“Vai ser a primeira noite que mais de 2 mil pessoas vão poder dormir tranquilamente, o que não aconteceu nos últimos 24 dias”, enfatiza coordenadora do MST sobre decisão do TJ-MG
Desde o dia 7/11, 450 famílias vivem sob um clima de tensão. O motivo é um pedido de reintegração de posse de um terreno ocupado pelo MST (Movimento Sem-Terra) há 20 anos: o Quilombo Campo Grande. Agendada para o dia 14/11, a reintegração de posse não aconteceu na data marcada.
Neste sábado (1/12), por meio de decisão judicial, o desembargador plantonista Marcos Henrique Caldeira Brant, do TJ-MG (Tribunal de Justiça de Minas Gerais), revogou a liminar de reintegração de posse do assentamento Quilombo Campo Grande, na Fazenda Ariadnópolis, em Campo do Meio, sul de Minas Gerais. A decisão ainda precisa ser deliberada pelo desembargador titular, Nelson Messias de Moraes.
Em entrevista à Ponte, Tuira Tule, 32 anos, coordenadora regional do MST em Campo do Meio, comemorou a vitória judicial, ainda que parcial, pois a decisão ainda precisa ser deferida pelo desembargador titular. “Para nós, é uma alegria acordar esse sábado com uma notícia como essa, mesmo que seja ainda uma vitória parcial, principalmente por ser uma vitória dentro do campo jurídico, que a gente sabe que é o espaço onde temos mais dificuldade. Vai ser a primeira noite que mais de 2 mil pessoas vão poder dormir tranquilamente, o que não aconteceu nos últimos 24 dias”, defende a coordenadora.
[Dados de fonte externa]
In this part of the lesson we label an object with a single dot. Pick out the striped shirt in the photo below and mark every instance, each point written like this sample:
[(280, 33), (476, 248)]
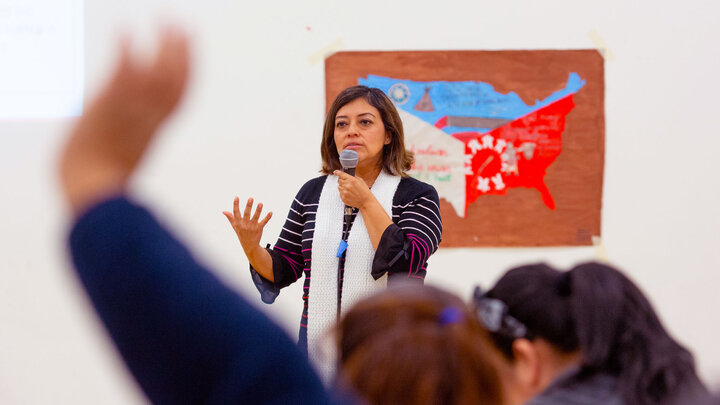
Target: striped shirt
[(402, 253)]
Para ela, as informações da decisão judicial demarcam a legitimidade do Movimento Sem-Terra. “Quem julgou e suspendeu essa ação foi o desembargador plantonista do TJ. O documento comprova primeiro o que a gente mais combate, que é a ilegitimidade de quem está entrando nessa ação, a gente alega que eles não são os donos, eles não respondem por essa terra que ocupamos e permanecemos. Depois de reconhecer a nossa posse-velha”, explica Tuira.
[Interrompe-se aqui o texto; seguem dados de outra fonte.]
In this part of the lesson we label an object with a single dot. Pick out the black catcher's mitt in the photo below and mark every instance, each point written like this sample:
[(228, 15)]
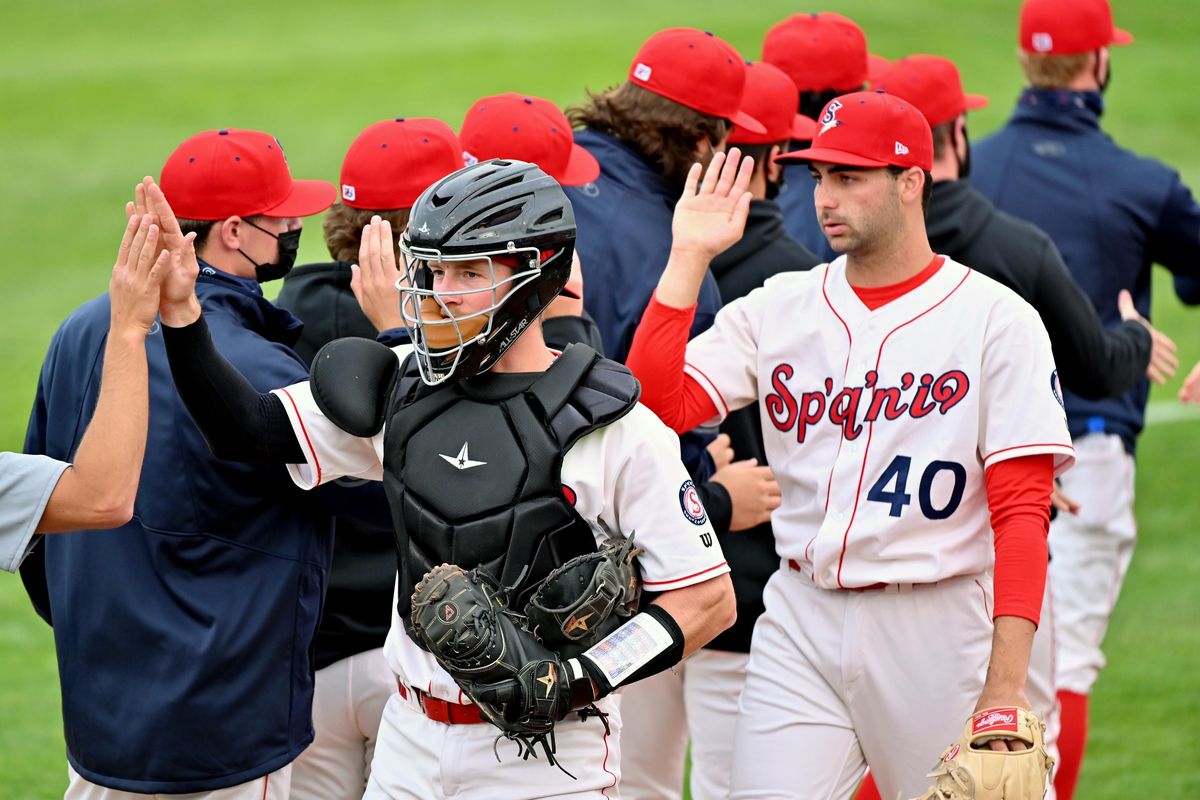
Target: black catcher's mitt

Confira o trecho da decisão que o desembargador mostra as provas apresentadas pelo MST: “Em suas razões, sustentam os Réus/Agravantes, em síntese, que: a) que não há prova da posse da Autora/Agravada; b) que os Réus/Agravantes se encontram dentro da fazenda Ariadnópolis a mais 07(sete) anos antes do protocola da exordial; c) que os Réus/Agravantes com o exercício da posse antiga já preencheram lapso temporal suficiente para a prescrição aquisitiva por meio da usucapião; d) que a propriedade da Autora/Agravada não atendia seu fim social, razão pela qual foi ocupada por centenas de famílias trabalhadores rurais sem terra; e) que serão graves os efeitos decorrentes da decisão de desalojar 2.029 pessoas, sendo necessário concessão de efeito suspensivo para uma busca pacífica de solução do conflito; f) que existem 12(doze) comunidades existentes no local há mais de 14(quatorze) anos”.
Além disso, na decisão judicial, o desembargador Marcos Henrique pede a suspensão da reintegração de terra e defende a área está ocupada pelo MST há aproximadamente 14 anos, sendo local de cultivo de lavoura de café e moradia para as famílias que ali residem. O desembargador plantonista ainda defende que, antes da ocupação, a propriedade não atendia seu fim social, alcançado depois de ocupada pelas centenas de famílias do Movimento Sem-Terra.
“Verifico, em primeira análise, a probabilidade de deferimento do efeito suspensivo pretendido, sobretudo porque, a situação fática desenhada demonstra que os Réus/Agravantes ocupam a área rural por considerável período, aproximadamente 14 anos, com cultivo de lavoura de café entre outros, havendo inclusive imóveis edificados nos quais residem as respectivas famílias. Desse modo, diante da possibilidade de reversão da decisão de suspensão da tutela antecipada em sede meritória, somado ainda à necessidade de uma análise mais aprofundada da matéria, que envolve diretamente questões de ordem social de uso e ocupação da terra, CONCEDO O EFEITO SUSPENSIVO requerido, mantendo os Réus/Agravantes na posse do imóvel até decisão ulterior do Relator”, diz desembargador no documento.
Tuira avalia que a vitória foi coletiva, uma vez que o Quilombo teve apoio e compreensão da população de Campo do Meio, incluindo comerciantes, vereadoras e organizações, além da comoção nacional nas redes sociais. Ela acredita, também, que algumas ações do MST tiveram interferência no resultado. Após a data determinada pela reintegração de posse, que não foi cumprida, o movimento organizou duas audiências: uma pública em Belo Horizonte, no dia 24/11, e outra em Campo do Meio, no dia 26/11, que contou com a presença da Comissão de Direitos Humanos da Câmara Federal e da Comissão de Direitos Humanos da Câmara Estadual.
“Com isso, conseguimos fazer a mesma vistoria que o juiz havia feito e cegamente não conseguiu ver, depois de 6 horas, o que a gente produziu. A gente conseguiu trazer essas duas comissões que fizeram dois relatórios que comporão o nosso instrumento de agravo, que a gente entrou na última quinta-feira (29/11). Foi esse agravo que a gente colocou no TJ-MG, apresentando as nossas provas com mais 1.000 cartas da Vara Agrária de Minas Gerais e 500 cartas do Tribunal de Justiça. Tivemos uma série de ações que a gente demonstra a nossa questão de produtividade, a nossa permanência e posse-velha, de mais de 20 anos, e que esse processo, esse resultado, também é para a sociedade”, explica Tuira.